Score Distillation of Flow Matching Models
This resolves stability concerns and unifies acceleration techniques for text-to-image generation, though it is incremental as it adapts an existing distillation method to a related framework.
The paper tackled the problem of slow sampling in diffusion models by extending Score identity Distillation (SiD) to text-to-image flow-matching models, showing it works out of the box across models like SANA and SD3.5 without teacher finetuning, providing the first systematic evidence that score distillation applies broadly to flow matching.
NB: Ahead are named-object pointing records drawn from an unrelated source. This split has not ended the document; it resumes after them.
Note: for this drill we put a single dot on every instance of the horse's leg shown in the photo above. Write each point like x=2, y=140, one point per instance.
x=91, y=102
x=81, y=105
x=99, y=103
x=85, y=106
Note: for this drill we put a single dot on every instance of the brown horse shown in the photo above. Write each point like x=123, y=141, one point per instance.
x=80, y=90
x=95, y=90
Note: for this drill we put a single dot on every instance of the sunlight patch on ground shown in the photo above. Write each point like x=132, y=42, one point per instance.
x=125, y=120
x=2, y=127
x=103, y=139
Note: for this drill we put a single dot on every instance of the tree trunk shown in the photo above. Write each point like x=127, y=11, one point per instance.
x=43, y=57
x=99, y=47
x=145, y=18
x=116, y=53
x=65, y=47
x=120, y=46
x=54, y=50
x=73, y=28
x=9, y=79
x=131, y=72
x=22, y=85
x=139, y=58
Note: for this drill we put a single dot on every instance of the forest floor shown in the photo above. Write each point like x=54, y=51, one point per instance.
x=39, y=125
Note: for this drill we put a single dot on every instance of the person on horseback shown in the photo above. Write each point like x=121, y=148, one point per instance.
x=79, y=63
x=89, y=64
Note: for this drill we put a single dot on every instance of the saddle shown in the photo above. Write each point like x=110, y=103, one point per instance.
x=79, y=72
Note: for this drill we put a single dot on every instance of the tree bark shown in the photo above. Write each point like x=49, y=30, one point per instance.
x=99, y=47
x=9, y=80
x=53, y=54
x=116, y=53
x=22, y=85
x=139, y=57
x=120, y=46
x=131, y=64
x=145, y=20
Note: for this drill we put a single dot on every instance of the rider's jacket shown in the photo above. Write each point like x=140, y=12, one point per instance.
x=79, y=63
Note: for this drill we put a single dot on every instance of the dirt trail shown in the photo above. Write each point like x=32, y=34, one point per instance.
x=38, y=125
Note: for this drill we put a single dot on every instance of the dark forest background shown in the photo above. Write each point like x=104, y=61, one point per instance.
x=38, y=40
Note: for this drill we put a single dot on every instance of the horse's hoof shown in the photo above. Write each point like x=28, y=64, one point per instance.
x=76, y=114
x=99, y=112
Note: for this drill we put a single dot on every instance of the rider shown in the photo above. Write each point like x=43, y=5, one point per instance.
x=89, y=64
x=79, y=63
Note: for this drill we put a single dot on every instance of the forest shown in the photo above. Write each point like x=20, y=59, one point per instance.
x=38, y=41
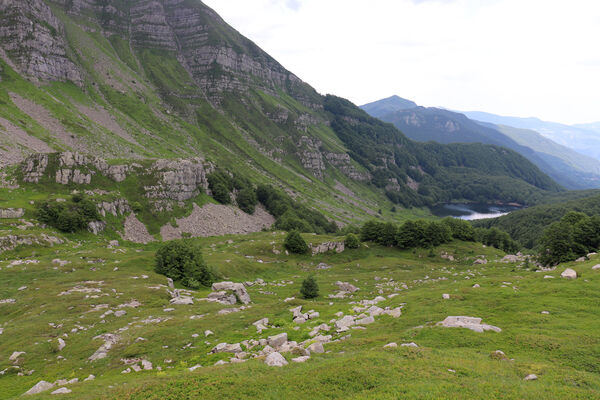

Diffusion models achieve high-quality image generation but are limited by slow iterative sampling. Distillation methods alleviate this by enabling one- or few-step generation. Flow matching, originally introduced as a distinct framework, has since been shown to be theoretically equivalent to diffusion under Gaussian assumptions, raising the question of whether distillation techniques such as score distillation transfer directly. We provide a simple derivation -- based on Bayes' rule and conditional expectations -- that unifies Gaussian diffusion and flow matching without relying on ODE/SDE formulations. Building on this view, we extend Score identity Distillation (SiD) to pretrained text-to-image flow-matching models, including SANA, SD3-Medium, SD3.5-Medium/Large, and FLUX.1-dev, all with DiT backbones. Experiments show that, with only modest flow-matching- and DiT-specific adjustments, SiD works out of the box across these models, in both data-free and data-aided settings, without requiring teacher finetuning or architectural changes. This provides the first systematic evidence that score distillation applies broadly to text-to-image flow matching models, resolving prior concerns about stability and soundness and unifying acceleration techniques across diffusion- and flow-based generators. We will make the PyTorch implementation publicly available.